Forest Service spokesman Dan Jiron said the court order was being
reviewed.

Idaho Woolgrowers Association Director Stan Boyd, chairman of the
Idaho
Wolf Oversight Committee, called the ruling “totally wrong” and expressed
concern that it could further polarize wolf reintroduction advocates and
critics.

“When they brought the wolves in, the rules were all spelled out, and
those were the guidelines we were to follow,” he said. “There were a lot
of people in livestock who weren’t happy with that, but those were the
rules.”

Hagerman sheep rancher Bill Brailsford, whose family has summered
sheep
in the Galena Summit area for a century, told The Times-News in February
that he figured he had lost 20 sheep to wolves.

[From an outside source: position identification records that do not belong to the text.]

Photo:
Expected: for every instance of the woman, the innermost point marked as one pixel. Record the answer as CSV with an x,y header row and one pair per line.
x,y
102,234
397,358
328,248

The wolves also killed one
of his large guard dogs, the rancher said.

Winmill’s order requires the Forest Service to complete environmental
reviews and grazing plans for all 28 allotments in the recreation area,
where about 8,000 cattle and sheep graze.

Those reviews, he said, must consider the needs of wolves.

Some ranchers have worked with environmentalists to accommodate the
wolves by voluntarily moving their stock, but now the Forest Service could
force ranchers to move their sheep when wolves are in the area.

“The cowboys have to give up some of the unbridled management
discretion they’ve had on these federal lands,” said Laird Lucas, the
attorney who represented the environmental groups.